James, as a true freshman, played in the first game of the 2006 season against rival Florida State. Head coach Larry Coker named James the starting running back by the fourth game of the season. James responded by rushing for 148 yards on 18 carries, an 8.2 yards per carry average, and a touchdown in his first college start against Houston. The 148 yards were a school record for a freshman, topping Clinton Portis's old mark of 147 yards. In recognition of his accomplishment, James was named the ACC Rookie of the Week. James broke the 100-yard barrier again in his next start, as he ran for 111 yards and a touchdown against North Carolina. James surpassed the 100-yard mark the third time in Miami's October 28 loss to Georgia Tech, rushing for 112 yards on 19 carries. James suffered a hip pointer injury early in the first half of Miami's November 7 game against Virginia Tech. He finished his freshman season with 175 rushing attempts for 802 yards, second most in school history for a freshman, and 4 touchdowns. He caught one receiving touchdown along with 200 total receiving yards over the course of the season.

As a sophomore, James was bothered by an ankle and neck injury all season long but started 12 games and managed to rush 159 times for 582 yards and 4 touchdowns, while catching 14 passes for 100 yards in his sophomore season. In 2008, as a junior, James played in nine games, starting only one, finishing with 286 yards on 62 carries and four touchdowns, missing four games due to injury. In 2009, his senior season, James started 5 of 12 games played, rushing for 492 yards and six touchdowns.

==Professional career==

===Indianapolis Colts===
After going undrafted in the 2010 NFL draft, James signed with the Indianapolis Colts on April 30, 2010. On September 4, 2010, James was waived by the Colts during final cuts.

===New England Patriots===
On September 6, 2010, James was signed to the New England Patriots' practice squad. He was released on October 5, 2010.

===Washington Redskins===
James was signed to the practice squad of the Washington Redskins on October 6, 2010.

===Return to the Colts===
On October 7, 2010, the Colts signed James off the Redskins' practice squad to their active roster. He made his NFL debut as a reserve in the Colts' Week 5 game against the Kansas City Chiefs on October 10, 2010. James scored two rushing touchdowns in the Colts' loss at the Philadelphia Eagles on November 7, 2010.

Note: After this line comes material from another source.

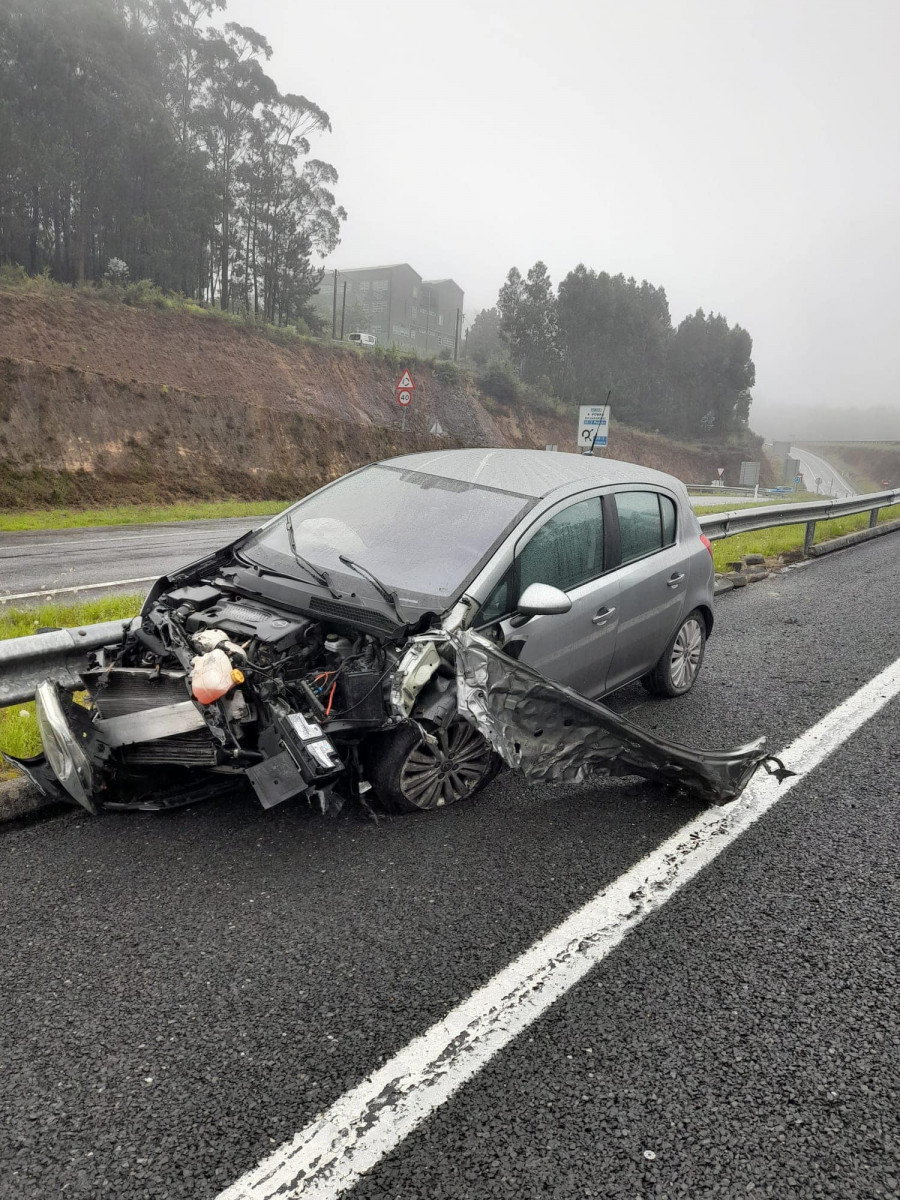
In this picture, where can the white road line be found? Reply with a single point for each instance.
(79, 587)
(331, 1153)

James did not make the final roster for the 2011 season and was released by the Colts again on September 3, 2011.

===Arizona Cardinals===
On May 14, 2012, James signed with the Arizona Cardinals.

==Personal life==
On June 9, 2011, James was arrested in Fort Myers, Florida, for possession of marijuana. He was released a short time later after posting a $1,000 bond.

On March 7, 2013, James was arrested for failure to appear for his previous possession of marijuana charge. He is being held with no bond.

On May 12, 2017, James finished his schooling obtaining his bachelor's degree and MBA by graduating from the University of Miami.

On February 28, 2019, James opened up a training facility in Naples, FL called "JJ5 Fitness" under the LLC. of JJ5 Fitness.

James now resides in Naples, FL with his wife and children. He coaches local youth football and track. James has also held various youth football camps throughout the Southwest Florida area.